Deployed at: https://dataminingproject-2lpg.onrender.com/
Demo at: Video Demo
This pipeline integrates various cloud platforms and tools to enable efficient data processing and analysis. It is designed for seamless data transfer, transformation, and deployment for advanced analytics.
The diagram illustrates the complete architecture, including data flow and integration between various platforms.
- Local System: Raw data originates from a local system, which is then uploaded to GCP.
- Buckets in GCP: Data is stored in GCP buckets for initial processing and staging.
- SQL Server on GCP: Structured data is stored and managed using SQL Server hosted on GCP.
- JDBC Extraction: Data is extracted from the SQL server using JDBC for further processing.
- Azure Databricks: Data processing and transformation are performed on Azure Databricks, hosted within a secure Virtual Network.

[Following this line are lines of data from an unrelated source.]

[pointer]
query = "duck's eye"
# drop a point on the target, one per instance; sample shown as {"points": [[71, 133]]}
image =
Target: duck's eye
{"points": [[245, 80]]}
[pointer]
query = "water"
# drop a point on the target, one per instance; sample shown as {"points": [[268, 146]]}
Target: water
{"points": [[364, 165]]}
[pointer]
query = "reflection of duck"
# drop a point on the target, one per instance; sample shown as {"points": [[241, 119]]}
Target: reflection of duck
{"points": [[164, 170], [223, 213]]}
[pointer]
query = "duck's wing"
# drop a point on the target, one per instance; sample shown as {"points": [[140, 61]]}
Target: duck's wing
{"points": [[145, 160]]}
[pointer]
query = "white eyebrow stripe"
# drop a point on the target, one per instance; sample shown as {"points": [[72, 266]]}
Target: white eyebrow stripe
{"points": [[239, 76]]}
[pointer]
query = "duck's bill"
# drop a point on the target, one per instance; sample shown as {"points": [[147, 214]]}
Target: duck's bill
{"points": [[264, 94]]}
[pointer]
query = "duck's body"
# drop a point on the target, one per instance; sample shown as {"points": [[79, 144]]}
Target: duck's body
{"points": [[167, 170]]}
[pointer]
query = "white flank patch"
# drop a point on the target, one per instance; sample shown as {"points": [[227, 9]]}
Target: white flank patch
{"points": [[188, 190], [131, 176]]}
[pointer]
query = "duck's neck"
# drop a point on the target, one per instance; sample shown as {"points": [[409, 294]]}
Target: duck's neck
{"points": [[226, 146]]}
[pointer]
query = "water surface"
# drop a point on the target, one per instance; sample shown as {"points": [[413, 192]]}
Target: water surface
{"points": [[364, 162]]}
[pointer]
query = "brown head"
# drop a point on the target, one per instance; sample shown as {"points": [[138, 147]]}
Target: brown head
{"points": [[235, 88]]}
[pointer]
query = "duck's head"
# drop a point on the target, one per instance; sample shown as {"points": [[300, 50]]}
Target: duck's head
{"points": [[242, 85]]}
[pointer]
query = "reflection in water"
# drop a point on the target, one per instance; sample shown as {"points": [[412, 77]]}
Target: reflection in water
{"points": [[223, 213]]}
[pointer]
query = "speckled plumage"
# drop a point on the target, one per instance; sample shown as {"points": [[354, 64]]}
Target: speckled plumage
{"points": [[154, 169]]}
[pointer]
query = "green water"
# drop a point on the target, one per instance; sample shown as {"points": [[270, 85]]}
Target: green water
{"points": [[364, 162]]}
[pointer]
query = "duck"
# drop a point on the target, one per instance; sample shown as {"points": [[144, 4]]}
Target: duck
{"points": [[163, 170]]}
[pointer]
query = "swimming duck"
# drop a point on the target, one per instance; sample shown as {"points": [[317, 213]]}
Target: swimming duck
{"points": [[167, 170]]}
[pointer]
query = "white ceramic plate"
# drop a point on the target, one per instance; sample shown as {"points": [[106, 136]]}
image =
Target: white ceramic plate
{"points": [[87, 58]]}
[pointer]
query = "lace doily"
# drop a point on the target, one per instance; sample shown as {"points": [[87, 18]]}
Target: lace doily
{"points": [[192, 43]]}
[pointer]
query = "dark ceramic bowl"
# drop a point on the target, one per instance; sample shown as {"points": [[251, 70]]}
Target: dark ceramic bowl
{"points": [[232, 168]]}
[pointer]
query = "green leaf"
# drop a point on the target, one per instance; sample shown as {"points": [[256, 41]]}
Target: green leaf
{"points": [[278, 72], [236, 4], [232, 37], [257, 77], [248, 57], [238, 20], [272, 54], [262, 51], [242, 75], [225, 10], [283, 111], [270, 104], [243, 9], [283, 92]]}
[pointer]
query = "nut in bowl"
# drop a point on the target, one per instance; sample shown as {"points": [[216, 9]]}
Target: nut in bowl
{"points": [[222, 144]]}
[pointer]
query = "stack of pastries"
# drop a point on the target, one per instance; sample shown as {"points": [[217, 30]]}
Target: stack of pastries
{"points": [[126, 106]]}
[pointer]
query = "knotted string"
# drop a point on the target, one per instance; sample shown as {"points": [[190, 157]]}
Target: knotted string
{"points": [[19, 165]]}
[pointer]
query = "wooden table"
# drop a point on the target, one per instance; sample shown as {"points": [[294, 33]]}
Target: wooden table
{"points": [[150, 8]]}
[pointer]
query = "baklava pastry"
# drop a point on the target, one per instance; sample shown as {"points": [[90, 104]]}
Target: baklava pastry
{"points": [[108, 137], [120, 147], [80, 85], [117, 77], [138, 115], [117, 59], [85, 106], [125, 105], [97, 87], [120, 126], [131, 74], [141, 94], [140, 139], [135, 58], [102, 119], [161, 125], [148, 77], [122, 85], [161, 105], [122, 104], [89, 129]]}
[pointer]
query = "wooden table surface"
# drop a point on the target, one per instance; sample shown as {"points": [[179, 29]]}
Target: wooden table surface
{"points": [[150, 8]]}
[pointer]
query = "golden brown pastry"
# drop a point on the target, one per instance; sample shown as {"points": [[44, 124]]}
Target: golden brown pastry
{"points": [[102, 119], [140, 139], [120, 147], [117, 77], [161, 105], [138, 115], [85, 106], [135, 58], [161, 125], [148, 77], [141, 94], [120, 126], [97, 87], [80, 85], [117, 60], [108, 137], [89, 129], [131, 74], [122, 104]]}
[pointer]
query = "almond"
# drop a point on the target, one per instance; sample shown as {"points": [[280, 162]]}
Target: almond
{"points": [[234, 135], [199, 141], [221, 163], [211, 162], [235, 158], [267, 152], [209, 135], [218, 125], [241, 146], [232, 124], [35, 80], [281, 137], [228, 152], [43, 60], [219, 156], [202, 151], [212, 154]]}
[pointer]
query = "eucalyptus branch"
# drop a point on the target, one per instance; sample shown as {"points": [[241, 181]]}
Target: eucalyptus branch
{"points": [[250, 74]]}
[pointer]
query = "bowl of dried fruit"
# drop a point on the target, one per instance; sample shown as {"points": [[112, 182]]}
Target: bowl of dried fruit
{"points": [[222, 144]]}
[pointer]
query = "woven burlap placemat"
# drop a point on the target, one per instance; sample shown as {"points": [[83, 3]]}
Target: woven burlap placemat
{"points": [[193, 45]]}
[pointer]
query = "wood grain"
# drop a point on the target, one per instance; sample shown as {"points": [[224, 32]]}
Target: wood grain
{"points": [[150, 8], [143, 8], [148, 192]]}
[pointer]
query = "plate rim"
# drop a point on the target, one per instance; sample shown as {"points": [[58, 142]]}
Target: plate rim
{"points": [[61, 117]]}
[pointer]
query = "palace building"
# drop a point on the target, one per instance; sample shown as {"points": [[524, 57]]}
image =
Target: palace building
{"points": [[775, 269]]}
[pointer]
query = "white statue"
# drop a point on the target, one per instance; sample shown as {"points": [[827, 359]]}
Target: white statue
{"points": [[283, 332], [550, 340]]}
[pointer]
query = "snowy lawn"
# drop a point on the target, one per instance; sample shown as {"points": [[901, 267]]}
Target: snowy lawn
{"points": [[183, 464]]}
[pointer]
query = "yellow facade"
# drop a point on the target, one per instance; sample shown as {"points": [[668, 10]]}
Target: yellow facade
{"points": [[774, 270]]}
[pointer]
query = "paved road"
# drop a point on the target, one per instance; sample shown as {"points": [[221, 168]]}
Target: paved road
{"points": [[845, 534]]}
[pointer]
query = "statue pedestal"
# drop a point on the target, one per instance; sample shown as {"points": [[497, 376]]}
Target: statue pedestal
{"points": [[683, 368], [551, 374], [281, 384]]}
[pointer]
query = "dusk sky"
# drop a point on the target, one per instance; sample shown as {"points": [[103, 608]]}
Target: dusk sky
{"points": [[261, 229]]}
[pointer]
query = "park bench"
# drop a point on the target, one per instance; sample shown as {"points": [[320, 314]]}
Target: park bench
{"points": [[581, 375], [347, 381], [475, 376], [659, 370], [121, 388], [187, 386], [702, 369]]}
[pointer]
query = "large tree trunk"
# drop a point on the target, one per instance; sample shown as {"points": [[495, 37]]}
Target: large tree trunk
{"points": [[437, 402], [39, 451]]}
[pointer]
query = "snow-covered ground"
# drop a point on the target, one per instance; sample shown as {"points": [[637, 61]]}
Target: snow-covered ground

- Notebook (Transformation): Data is transformed using Databricks Notebooks, which apply advanced processing and preparation logic.
- Delta Lake (Data Lake House): The processed data is stored in Delta Lake for efficient querying, updates, and management.
- Analysis and Deployment: Analytical models are developed, tested, and deployed for end-use.
- The codebase and notebooks used for data processing and analytics are version-controlled and stored in GitHub.
- Final analysis and deployments are pushed to the Render Cloud, enabling integration with end-user applications and services.
- Data Ingestion: Raw data is uploaded from the local system to GCP buckets.
- Data Storage: Data is structured and stored in an SQL Server on GCP.
- Data Extraction: Using JDBC, the data is extracted from the SQL Server to the Databricks Workspace.
- Data Transformation: Transformation and data wrangling are conducted in Databricks Notebooks.
- Data Storage in Delta Lake: Transformed data is stored in Delta Lake, enabling a lakehouse architecture.
- Analytics and Deployment: The processed data is analyzed, and results are deployed for further use.
- Version Control: All code and notebooks are maintained in GitHub.
- App Creation : A streamlit app is created.
- Final Deployment: App is deployed to the Render Cloud for accessibility and integration.
- Google Cloud Platform: Data storage and SQL server hosting.
- Azure Databricks: Data processing and transformation.
- Delta Lake: Efficient storage and querying.
- GitHub: Version control for development and collaboration.
- Render Cloud: Final deployment for application integration.
- Backend and Frontend: Streamlit
- Python 3.11 used
- Setup of Pipeline as per architecture
-
Clone the repository:
git clone https://github.com/codingmukul/data_mining_project cd data_mining_project -
Install dependencies:
pip install -r requirements.txt
-
Run the Streamlit app:
streamlit run app.py
-
Access the Application: Open your browser and navigate to
http://localhost:5000.
- Algorithm Findings: To find the association rules given the minimum values of support, confidence and lift.
- Plots and Analysis: Some important plots related to data.